Al-Ahram Hebdo : Les incidents ciblant les coptes et leurs lieux de culte sont survenus après l’évacuation des sit-in pro-Morsi. Marquent-ils un tournant ?
Isaac Ibrahim : C’est incroyable. Des coptes, leurs édifices religieux, leurs écoles, leurs maisons, leurs magasins ont été visés par des actes barbares. Depuis le 14 août, les attaques se multiplient d’une façon flagrante dans les villes à importante
agglomération chrétienne comme Le Caire, Alexandrie et Minya. En deux jours seulement, nous avons recensé l’incendie d’une trentaine d’églises, l’attaque contre deux écoles coptes, le pillage d’une centaine de maisons et de magasins, une dizaine de morts et des centaines de blessés. Les victimes et les dégâts sont innombrables.
Nous n’arrivons pas à avoir des chiffres précis à cause de cette multiplication d’incidents. Il est désormais clair que la violence frappe davantage les coptes.
— Mais ces représailles ne sont-elles pas liées à une situation politique déjà très instable et violente ?
— La situation s’est aggravée depuis le 30 juin certes. Le climat de violence s’est accentué, et les raisons des crimes confessionnels sont différentes. Aujourd’hui, pour des raisons politiques, les islamistes visent directement et clairement les coptes en les accusant d’avoir comploté avec l’armée pour destituer l’ex-président Morsi, oubliant que des dizaines de millions d’Egyptiens sont descendus dans les rues le 30 juin, y compris des musulmans conservateurs, pour rejeter l’agenda politique des Frères musulmans.
— Mais sous Moubarak, les problèmes des coptes n’étaient-ils pas les mêmes ?
— Sous Moubarak, la plupart des affaires ont éclaté à la suite d’une querelle verbale ou des rumeurs. Une autre partie des incidents était liée à une conversion du christianisme à l’islamisme ou vice-versa. Quelles que soient les raisons, la tension règne entre les deux communautés musulmane et copte. Certains parlent d’un crime social normal, mais d’après nos études, cette tension émane du discours religieux fanatique lancé souvent par des islamistes et des intégristes contre les coptes, les qualifiant d’apostats et les assimilant à une minorité. Ce genre de discours s’est accentué sous le pouvoir des Frères musulmans qui accusaient régulièrement les coptes de ne pas avoir voté pour Morsi. Et pour la première fois, sous Morsi, la Cathédrale de Abbassiya, au Caire, a été attaquée.
Selon les estimations, au moins 200 000 chrétiens ont quitté l’Egypte depuis la chute de Moubarak, pour des raisons économiques ou pour échapper aux violences.
— Un apaisement est-il envisageable ? Nous avons déjà vu certains habitants se mobiliser pour protéger les églises en province ...

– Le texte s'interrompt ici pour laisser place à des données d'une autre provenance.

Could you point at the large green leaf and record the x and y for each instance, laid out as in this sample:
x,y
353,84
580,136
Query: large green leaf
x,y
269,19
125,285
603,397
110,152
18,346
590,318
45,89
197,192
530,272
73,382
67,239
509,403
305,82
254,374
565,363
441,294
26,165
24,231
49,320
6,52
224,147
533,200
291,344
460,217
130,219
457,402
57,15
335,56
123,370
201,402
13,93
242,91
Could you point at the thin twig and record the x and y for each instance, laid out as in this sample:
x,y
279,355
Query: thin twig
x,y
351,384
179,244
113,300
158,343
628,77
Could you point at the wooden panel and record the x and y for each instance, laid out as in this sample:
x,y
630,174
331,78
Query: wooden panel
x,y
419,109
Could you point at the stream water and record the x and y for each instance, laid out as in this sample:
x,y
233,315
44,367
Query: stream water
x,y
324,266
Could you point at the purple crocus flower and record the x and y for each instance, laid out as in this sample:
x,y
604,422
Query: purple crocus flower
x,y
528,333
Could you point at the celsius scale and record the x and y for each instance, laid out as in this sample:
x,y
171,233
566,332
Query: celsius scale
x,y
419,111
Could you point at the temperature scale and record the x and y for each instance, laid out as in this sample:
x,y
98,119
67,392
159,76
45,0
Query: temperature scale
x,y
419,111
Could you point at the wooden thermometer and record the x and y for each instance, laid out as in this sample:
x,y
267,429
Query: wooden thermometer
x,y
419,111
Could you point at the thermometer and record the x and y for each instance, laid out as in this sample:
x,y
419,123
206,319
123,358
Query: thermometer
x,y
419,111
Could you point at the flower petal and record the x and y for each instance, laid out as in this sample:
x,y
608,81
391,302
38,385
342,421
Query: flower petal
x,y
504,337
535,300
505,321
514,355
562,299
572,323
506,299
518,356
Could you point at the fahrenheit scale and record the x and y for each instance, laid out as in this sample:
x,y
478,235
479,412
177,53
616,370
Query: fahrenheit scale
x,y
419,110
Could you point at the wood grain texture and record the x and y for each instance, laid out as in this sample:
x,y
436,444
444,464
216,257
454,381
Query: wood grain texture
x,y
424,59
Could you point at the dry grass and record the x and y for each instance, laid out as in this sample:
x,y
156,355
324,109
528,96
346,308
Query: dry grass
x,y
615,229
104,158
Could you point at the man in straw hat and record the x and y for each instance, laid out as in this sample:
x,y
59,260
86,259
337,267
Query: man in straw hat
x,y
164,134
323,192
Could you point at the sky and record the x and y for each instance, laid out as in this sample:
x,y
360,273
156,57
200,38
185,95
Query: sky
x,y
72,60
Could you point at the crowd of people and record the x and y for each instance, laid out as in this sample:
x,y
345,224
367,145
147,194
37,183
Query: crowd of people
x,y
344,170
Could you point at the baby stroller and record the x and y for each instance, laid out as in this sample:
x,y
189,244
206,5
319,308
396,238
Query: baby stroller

— Malheureusement, ces incidents vont prendre plus d’ampleur surtout si la police et l’armée ne maîtrisent pas la situation. Dans notre dernier rapport, nous avons prévenu contre toute défaillance sur ce dossier épineux. Les autorités devraient se mobiliser et augmenter d’urgence la protection des églises par les forces de sécurité. Il faut appliquer la loi avec fermeté, pour éviter la répression des coptes. Bien sûr, plusieurs autres revendications sont sur la liste depuis longtemps, y compris la promulgation d’une loi organisant la construction des lieux de culte, notamment les églises, la suppression de la mention « religion » sur la carte d’identité, la fermeture des chaînes satellites religieuses extrémistes. Il faudra aussi renoncer aux traditionnelles rencontres de réconciliation tenues à la suite de chaque incident confessionnel et traduire en justice plutôt les auteurs de ces actes.
— Cela fait des années que des recommandations sont lancées sans un véritable changement ...
— C’est le problème ! Les ONG mènent des enquêtes et publient des rapports pour dévoiler les violations commises. Mais cela ne sort pas toujours du cadre des recommandations. Nous ne sommes pas des institutions de prise de décision.